Chaos Engineering as a discipline within Site Reliability Engineering has been around for quite a few years. It was eventually adopted on a cloud-scale by Netflix, who used their infamous Chaos Monkey tool to put the resiliency features of production systems to the test. Given the recent General Availability status of Azure Chaos Studio, the topic deserves some attention in an Azure context.

So we're causing chaos?

By definition, Chaos Engineering is not about introducing chaos into your solution. It’s about gaining confidence in your solution thriving amidst the chaos of a distributed system, such as a public cloud. This distinction is important to make, because the thought of introducing chaos may not appeal to those tasked with improving reliability.
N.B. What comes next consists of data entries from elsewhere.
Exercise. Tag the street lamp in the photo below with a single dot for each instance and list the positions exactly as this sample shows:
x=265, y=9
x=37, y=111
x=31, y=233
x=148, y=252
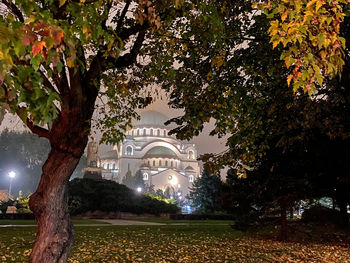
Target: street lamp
x=12, y=175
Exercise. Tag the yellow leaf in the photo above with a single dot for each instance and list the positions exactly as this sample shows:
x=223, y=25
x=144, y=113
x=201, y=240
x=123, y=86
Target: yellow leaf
x=70, y=62
x=62, y=2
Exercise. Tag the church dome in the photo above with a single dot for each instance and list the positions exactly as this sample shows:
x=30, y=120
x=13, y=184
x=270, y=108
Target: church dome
x=160, y=152
x=151, y=118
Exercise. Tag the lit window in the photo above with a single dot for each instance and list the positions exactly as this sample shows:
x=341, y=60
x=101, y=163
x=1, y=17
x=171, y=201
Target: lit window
x=128, y=150
x=145, y=176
Rather, Chaos Engineering is the practice of subjecting a system to the real-world failures and dependency disruptions it will face in production. It comes with a structured, almost scientific approach to experimentation. A hypothesis is formed, an experiment is conducted, results are analyzed, and improvements are deployed, after which the cycle restarts.

💡

An example hypothesis would be "if one of my compute nodes runs out of memory and becomes unavailable, the load-balancer in front will detect that and stop routing traffic to it". The experiment to conduct would then be to deliberately cause memory pressure on a compute node, while pushing requests to the system. The results could show that the load-balancer reacts to the situation and that the number of failed requests is kept to a minimum. If this expected result is not seen, improvements should be made. This may seem like a straightforward example case, but a common second-order failure from such a situation may be that the solution is scaled too tightly and that the rebalancing overloads the other nodes, taking them all out instead of just the first one. These are the type of issues that may be caught with chaos experiments.

Should everyone be doing this now?

Chaos Engineering is an advanced practice in reliability engineering. This is an important consideration, because if you are just starting out with cloud solutions or are working through an initial round of reliability improvements, then there may be a other things focus on first before picking up Chaos engineering. A good start would be to improve monitoring and deployment automation first. These are instrumental in both directly improving reliability as well as supporting the experimentation cycle mentioned above:

Your cloud solution should have monitoring in place to understand what is going on. If you can't measure the results, there's not much use in doing experiments. There's many tools for monitoring and Azure has first party services to this end. However, collecting data and showing it on a dashboard is not sufficient in larger or more complex solutions. You need to understand when the solution is in a healthy state, i.e. when everything is working as designed. Additionally, you need to know what the (business) impact of an outage is. This is where a Health Model can be useful. For more details, refer to my earlier blog post.
Another key aspect of the Chaos Engineering experimentation cycle is making rapid improvements based on the results of the experiments. This can only happen if there is a well-defined and properly automated process to push changes out to production. If production deployments are cumbersome and time consuming or you have no way of ensuring consistency between environments, you should consider addressing this first.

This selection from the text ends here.